— Кто?! — вырвалось у Аллейна.

— Ваша жена, кто же еще. Ее назвали Агатой в честь моей троюродной сестры, в девичестве…

— Да, да. Простите. Все называют ее Трой…

— Правда? Чудно! Я уже привыкла думать о ней как о кузине. Агги… Значит, план заключался в том, что я представляюсь вам как Гризел Локк, а потом докладываю им, узнала ли я вас и что мне вообще удалось выяснить. Они заставили меня надеть одежду Гризел Локк и накраситься на тот случай, если вы слыхали о ней или потом будете рассказывать о встрече, чтобы ваши впечатления совпадали с тем, что о ней обычно говорят. Предполагалось, что завтра, после похорон, я снова с вами увижусь и скажу, что уезжаю в Будапешт, и хорошо бы, если б вы видели мой отъезд. И когда поднимется переполох в связи с исчезновением Гризел, вы сможете подтвердить, что она уехала в Венгрию. А я должна была отправиться в Марсель и сидеть там, пока вы не уберетесь отсюда. В то же время будет считаться, что я уехала в отпуск, что уже довели до вашего сведения. Сколько минут у нас еще осталось?

— Двадцать одна.

— По крайней мере у меня есть время, чтобы перво-наперво предупредить вас не слишком рассчитывать на меня в своих замыслах…

— Вы хотите сказать, — начал Аллейн, — что выработали привычку…

— Мне пятьдесят. Шестнадцать лет назад я была хорошим химиком-аналитиком… Проклятая бедность! Они предложили мне работу и потрясающее жалованье. Химические исследования. Работать на них я начала в Нью-Йорке, потом меня перевезли сюда. Сначала я ничего не подозревала, но потом постепенно поняла, что происходит. Но к тому времени я уже была у них в руках. Меня обработали классическим образом: мужчина, очень привлекательный, и вечеринки.
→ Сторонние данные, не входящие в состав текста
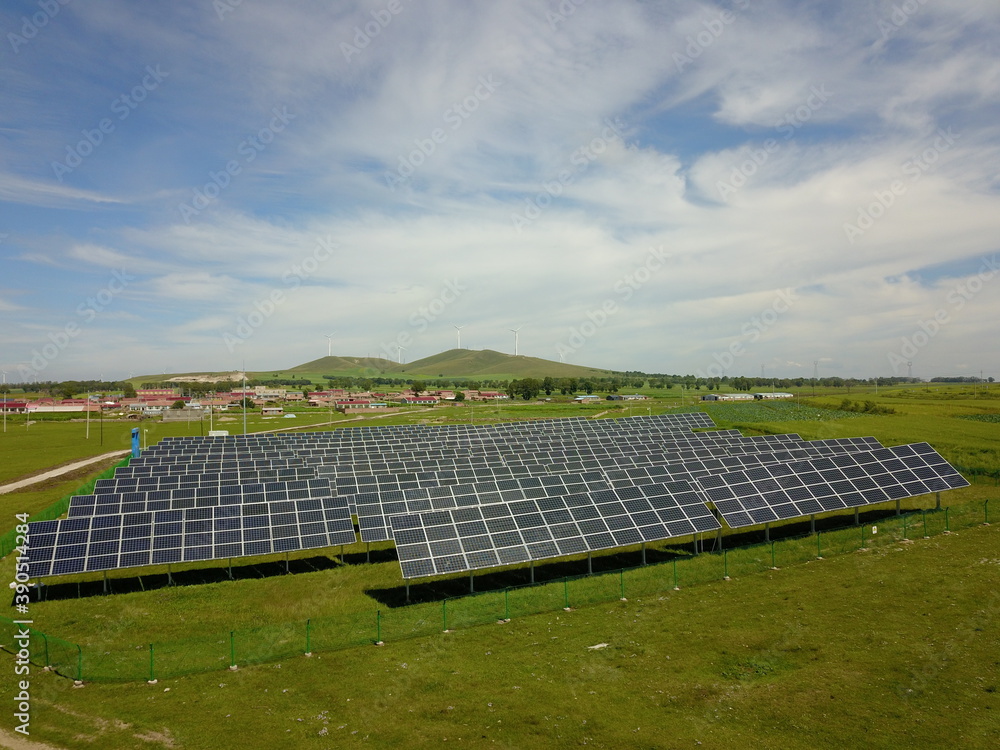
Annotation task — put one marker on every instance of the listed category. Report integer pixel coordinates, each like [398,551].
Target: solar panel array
[782,491]
[129,540]
[463,497]
[506,533]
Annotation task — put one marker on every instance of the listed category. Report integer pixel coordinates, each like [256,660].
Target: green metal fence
[284,640]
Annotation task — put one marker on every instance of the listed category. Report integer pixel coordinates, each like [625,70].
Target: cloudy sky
[665,186]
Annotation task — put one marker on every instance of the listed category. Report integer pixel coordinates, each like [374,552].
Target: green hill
[454,363]
[484,364]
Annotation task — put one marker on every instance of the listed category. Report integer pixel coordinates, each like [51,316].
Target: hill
[454,363]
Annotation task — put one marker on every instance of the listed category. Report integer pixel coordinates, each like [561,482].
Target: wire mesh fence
[279,641]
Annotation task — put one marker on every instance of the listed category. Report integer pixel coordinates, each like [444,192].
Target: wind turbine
[514,331]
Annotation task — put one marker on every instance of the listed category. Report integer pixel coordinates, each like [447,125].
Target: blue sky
[669,187]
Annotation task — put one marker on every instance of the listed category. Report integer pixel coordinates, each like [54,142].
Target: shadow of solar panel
[512,555]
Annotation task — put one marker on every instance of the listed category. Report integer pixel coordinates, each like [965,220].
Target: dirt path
[68,468]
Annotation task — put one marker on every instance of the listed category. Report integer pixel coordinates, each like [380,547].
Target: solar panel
[373,509]
[438,542]
[98,543]
[781,491]
[197,497]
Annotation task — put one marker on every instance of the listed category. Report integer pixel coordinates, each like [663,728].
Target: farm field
[901,637]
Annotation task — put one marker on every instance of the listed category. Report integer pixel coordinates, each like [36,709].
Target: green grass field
[893,645]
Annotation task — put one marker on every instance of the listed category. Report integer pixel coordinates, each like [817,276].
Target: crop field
[894,630]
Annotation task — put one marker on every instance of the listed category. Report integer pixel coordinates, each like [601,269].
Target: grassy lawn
[891,647]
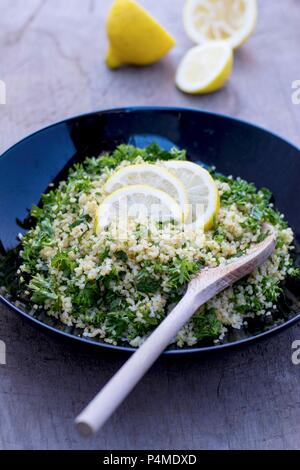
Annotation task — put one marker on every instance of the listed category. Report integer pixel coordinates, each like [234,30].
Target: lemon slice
[229,20]
[139,202]
[205,68]
[135,37]
[202,190]
[152,175]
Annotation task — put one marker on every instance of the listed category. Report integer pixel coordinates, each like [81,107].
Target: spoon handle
[121,384]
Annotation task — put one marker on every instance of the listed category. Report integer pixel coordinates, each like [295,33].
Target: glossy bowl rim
[128,349]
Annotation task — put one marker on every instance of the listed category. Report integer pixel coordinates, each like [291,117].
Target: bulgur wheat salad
[119,289]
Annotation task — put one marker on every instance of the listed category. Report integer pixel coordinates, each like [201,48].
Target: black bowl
[234,147]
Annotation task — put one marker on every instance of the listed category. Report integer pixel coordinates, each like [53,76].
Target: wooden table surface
[52,64]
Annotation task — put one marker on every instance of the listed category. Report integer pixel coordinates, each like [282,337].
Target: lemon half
[152,175]
[202,191]
[139,202]
[135,37]
[229,20]
[205,68]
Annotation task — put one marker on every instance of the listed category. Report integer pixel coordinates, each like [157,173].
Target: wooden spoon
[208,283]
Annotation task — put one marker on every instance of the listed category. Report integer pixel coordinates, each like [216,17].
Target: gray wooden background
[51,58]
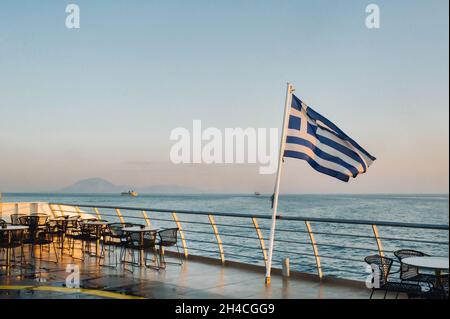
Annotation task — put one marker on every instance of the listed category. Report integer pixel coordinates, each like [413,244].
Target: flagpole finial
[291,88]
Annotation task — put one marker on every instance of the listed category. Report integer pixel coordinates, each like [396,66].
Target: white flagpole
[287,105]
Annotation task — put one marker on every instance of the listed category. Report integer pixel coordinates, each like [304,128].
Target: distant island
[100,185]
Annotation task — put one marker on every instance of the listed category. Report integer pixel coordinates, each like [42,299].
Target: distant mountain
[93,185]
[100,185]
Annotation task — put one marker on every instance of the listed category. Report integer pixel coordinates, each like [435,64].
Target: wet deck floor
[193,279]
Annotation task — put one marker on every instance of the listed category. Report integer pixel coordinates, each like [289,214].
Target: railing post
[216,233]
[147,220]
[52,210]
[97,212]
[78,210]
[377,238]
[120,216]
[180,229]
[316,252]
[61,213]
[261,239]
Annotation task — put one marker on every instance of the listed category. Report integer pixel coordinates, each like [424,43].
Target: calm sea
[344,261]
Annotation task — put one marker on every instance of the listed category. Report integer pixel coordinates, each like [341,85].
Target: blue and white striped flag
[315,139]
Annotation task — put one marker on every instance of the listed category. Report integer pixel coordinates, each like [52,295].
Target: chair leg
[56,253]
[179,254]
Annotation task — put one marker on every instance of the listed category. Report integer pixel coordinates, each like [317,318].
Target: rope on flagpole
[289,91]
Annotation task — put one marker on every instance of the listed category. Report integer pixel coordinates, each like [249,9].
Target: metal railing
[324,246]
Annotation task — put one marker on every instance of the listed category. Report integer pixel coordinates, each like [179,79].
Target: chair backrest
[383,264]
[407,271]
[15,219]
[405,253]
[149,238]
[17,236]
[168,236]
[116,229]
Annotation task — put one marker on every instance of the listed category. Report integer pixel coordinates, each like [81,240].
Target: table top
[428,262]
[96,222]
[137,229]
[13,227]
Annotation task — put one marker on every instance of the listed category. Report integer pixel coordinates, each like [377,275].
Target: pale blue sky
[102,100]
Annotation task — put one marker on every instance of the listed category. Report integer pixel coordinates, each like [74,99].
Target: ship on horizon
[129,193]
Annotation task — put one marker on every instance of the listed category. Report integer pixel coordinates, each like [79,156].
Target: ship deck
[196,278]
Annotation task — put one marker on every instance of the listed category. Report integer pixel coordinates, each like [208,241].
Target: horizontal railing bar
[341,258]
[224,244]
[288,218]
[415,240]
[200,249]
[345,235]
[292,253]
[286,230]
[221,234]
[290,241]
[346,247]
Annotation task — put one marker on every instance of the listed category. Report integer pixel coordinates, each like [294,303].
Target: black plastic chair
[44,237]
[84,233]
[113,236]
[34,223]
[11,240]
[134,243]
[383,266]
[411,273]
[15,219]
[168,238]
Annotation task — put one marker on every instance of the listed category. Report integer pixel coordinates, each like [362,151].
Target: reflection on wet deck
[193,279]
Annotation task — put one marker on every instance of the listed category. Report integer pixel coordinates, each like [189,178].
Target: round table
[8,229]
[437,264]
[427,262]
[98,224]
[62,223]
[141,230]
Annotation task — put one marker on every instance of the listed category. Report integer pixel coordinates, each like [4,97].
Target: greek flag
[315,139]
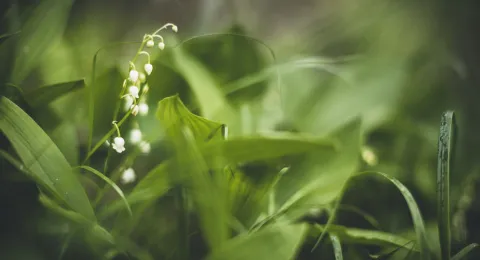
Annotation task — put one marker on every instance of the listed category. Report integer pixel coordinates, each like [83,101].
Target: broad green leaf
[173,115]
[364,236]
[278,241]
[44,95]
[44,26]
[213,103]
[464,252]
[268,146]
[205,189]
[111,183]
[320,178]
[446,144]
[43,158]
[92,227]
[18,165]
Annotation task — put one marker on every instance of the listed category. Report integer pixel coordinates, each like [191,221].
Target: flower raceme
[134,95]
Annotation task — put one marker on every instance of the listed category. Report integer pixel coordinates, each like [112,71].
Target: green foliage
[283,242]
[249,159]
[45,25]
[42,158]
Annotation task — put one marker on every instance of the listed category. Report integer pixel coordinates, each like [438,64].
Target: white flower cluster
[134,96]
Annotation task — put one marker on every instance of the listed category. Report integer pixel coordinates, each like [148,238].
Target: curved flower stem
[146,53]
[116,126]
[106,136]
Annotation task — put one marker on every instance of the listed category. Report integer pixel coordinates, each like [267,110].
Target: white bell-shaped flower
[161,45]
[118,144]
[128,176]
[143,109]
[136,136]
[145,147]
[135,110]
[142,77]
[128,102]
[133,76]
[133,90]
[148,68]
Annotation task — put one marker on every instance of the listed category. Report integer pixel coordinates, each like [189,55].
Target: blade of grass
[337,247]
[279,241]
[43,95]
[17,164]
[42,158]
[417,219]
[360,236]
[460,255]
[446,142]
[111,183]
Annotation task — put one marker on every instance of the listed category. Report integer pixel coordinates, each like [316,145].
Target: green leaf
[173,115]
[464,252]
[46,94]
[205,189]
[153,186]
[263,147]
[337,247]
[18,165]
[213,103]
[43,158]
[279,241]
[364,236]
[320,178]
[417,219]
[446,144]
[111,183]
[231,56]
[5,36]
[44,26]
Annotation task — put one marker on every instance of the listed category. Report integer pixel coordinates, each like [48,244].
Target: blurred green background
[397,65]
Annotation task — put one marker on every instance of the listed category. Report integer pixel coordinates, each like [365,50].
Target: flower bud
[128,102]
[145,147]
[142,77]
[133,76]
[161,45]
[133,90]
[135,110]
[135,136]
[148,68]
[143,109]
[150,43]
[128,176]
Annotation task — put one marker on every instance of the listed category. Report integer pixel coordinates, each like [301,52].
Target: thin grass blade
[111,183]
[464,252]
[446,141]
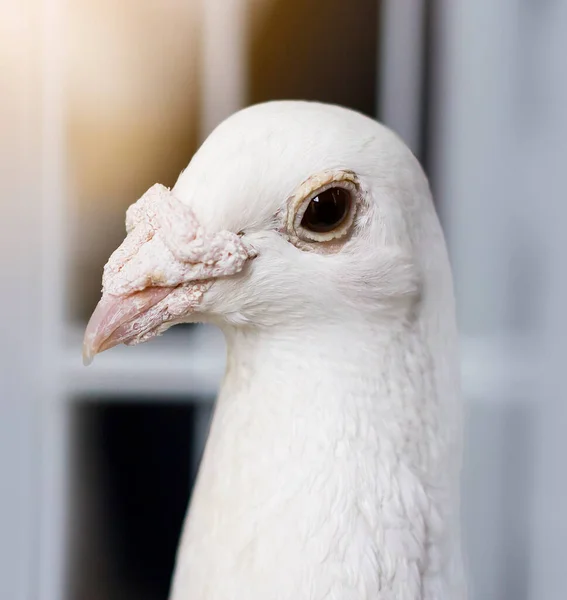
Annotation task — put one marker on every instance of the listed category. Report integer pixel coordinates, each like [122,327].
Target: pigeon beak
[159,274]
[109,323]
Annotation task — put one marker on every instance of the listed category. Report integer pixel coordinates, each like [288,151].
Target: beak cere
[160,272]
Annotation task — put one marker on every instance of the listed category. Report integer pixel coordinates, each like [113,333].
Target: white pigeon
[307,233]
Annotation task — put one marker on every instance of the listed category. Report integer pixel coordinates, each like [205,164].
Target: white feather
[331,469]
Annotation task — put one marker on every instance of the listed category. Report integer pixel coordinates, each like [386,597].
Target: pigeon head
[290,214]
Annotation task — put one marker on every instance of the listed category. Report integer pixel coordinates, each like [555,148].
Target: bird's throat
[317,472]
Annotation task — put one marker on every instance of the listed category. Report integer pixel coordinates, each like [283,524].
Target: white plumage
[332,466]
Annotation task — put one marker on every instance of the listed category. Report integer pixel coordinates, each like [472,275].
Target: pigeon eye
[327,211]
[326,214]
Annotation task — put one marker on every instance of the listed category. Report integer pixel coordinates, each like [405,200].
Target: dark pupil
[327,210]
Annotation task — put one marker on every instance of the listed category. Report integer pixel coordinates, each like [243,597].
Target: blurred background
[102,98]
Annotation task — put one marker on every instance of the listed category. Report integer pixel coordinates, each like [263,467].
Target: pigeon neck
[327,466]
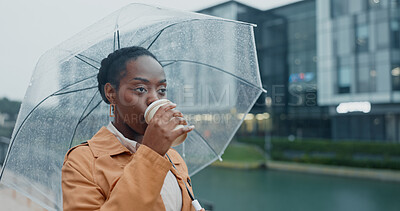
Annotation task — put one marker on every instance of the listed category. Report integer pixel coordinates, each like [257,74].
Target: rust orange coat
[104,175]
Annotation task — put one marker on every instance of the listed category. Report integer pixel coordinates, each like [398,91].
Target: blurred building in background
[331,68]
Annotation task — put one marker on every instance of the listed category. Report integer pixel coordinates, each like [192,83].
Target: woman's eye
[141,90]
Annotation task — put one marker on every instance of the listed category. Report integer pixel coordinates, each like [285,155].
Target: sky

Я всегда была некрасива, а он был такой опытный, обаятельный. Он приучил меня к марихуане — травке, как ее называют, — и с тех пор я не могу отвыкнуть. Они следят за тем, чтобы я не прекращала. Зазывают сюда, доводят до нервного возбуждения, а потом дают сигареты. Я им очень полезна. Когда курю, то совершенно глупею. Я слышу, как я произношу фразы, за которые мне страшно стыдно. Но когда мне невмоготу и так хочется курить и когда он даст мне сигарету, то… да вы сами видели. Когда я выдавала себя за Гризел Локк, мое поведение не было сплошным притворством. В присутствии Оберона мы все становимся такими. Он просто гений растления.

— Почему вы стали писать Агате? Должен признаться, до вчерашнего дня мы не понимали ваших замыслов.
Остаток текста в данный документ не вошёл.